Question

I am trying to send 10,000 XML requests continuously in while() loop from Client to the Gateway(which acts as a server to this client) over UDP transmission. The Gateway implements select() function call to monitor the read_fds. In Gateway, the struct timeval values that i am passing to select() are:

tv.tv_sec = 5;
tv.tv_usec = 0;

each XML request is of 1500 bytes and both client and Gateway are coded in C++ and the binaries run on Linux (RHEL 5)

There are two cases:

case 1: At Client side, if i send 10,000 XML requests continuously in while() loop and implement a delay of 500 micro seconds using usleep() between each requests, the Gateway accepts all the 10,000 requests, parses it and logs the requests into a .log file.

case 2: At Client side, if i send 10,000 XML requests continuously in while() loop without any delay, the Gateway is accepting only 2,600 requests, parses it and logs the requests into a .log file.

Question: How can i increase the no. of requests accepted by the Gateway, without implementing a delay at the Client side? Also please tell me what happens to the remaining 7,400 requests from Client in case 2, are they lost?

Was it helpful?

Solution

If the server side receive buffer isn't read fast enough, the remaining messages are indeed lost: that is how UDP works.

If you just need to handle a burst of 10000 messages (and not cope with sustained traffic), you could just increase the buffer size: sysctl -w net.core.rmem_max=nnnnnnn.

Alternatively start profiling where the time is spent in your server read loop.
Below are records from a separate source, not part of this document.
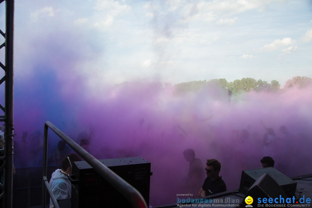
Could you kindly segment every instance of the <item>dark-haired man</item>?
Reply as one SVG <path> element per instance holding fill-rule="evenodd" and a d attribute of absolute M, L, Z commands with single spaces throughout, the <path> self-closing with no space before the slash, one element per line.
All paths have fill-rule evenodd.
<path fill-rule="evenodd" d="M 194 150 L 187 149 L 183 152 L 183 155 L 185 160 L 190 162 L 188 174 L 184 181 L 184 187 L 190 193 L 197 195 L 205 177 L 204 167 L 201 160 L 195 158 Z"/>
<path fill-rule="evenodd" d="M 57 145 L 51 147 L 48 159 L 48 165 L 61 165 L 63 159 L 72 152 L 71 149 L 65 142 L 60 140 Z"/>
<path fill-rule="evenodd" d="M 61 169 L 57 169 L 52 173 L 49 184 L 52 192 L 57 200 L 66 199 L 71 196 L 71 184 L 68 179 L 71 174 L 74 162 L 80 161 L 80 158 L 73 153 L 68 154 L 62 162 Z M 50 208 L 54 207 L 50 199 Z"/>
<path fill-rule="evenodd" d="M 269 156 L 266 156 L 262 158 L 260 160 L 260 162 L 262 166 L 262 168 L 269 167 L 274 167 L 275 161 L 273 159 L 273 158 Z"/>
<path fill-rule="evenodd" d="M 216 159 L 207 160 L 206 163 L 207 177 L 199 190 L 199 197 L 204 197 L 227 191 L 227 186 L 221 177 L 219 175 L 221 164 Z"/>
You could e.g. remove all the parsing and logging as a test, and just count the number of messages you receive: If that helps you reach a number closer to 10000, then it would imply the parsing and logging is too slow for that loop.

Another thing to check would be to look at which messages you are losing: if you get constant message-loss even in the early messages (e.g. in the first hundred messages) then that would imply that something else on the way cannot handle messages that fast -- the receive buffer on the server is not to blame in that case.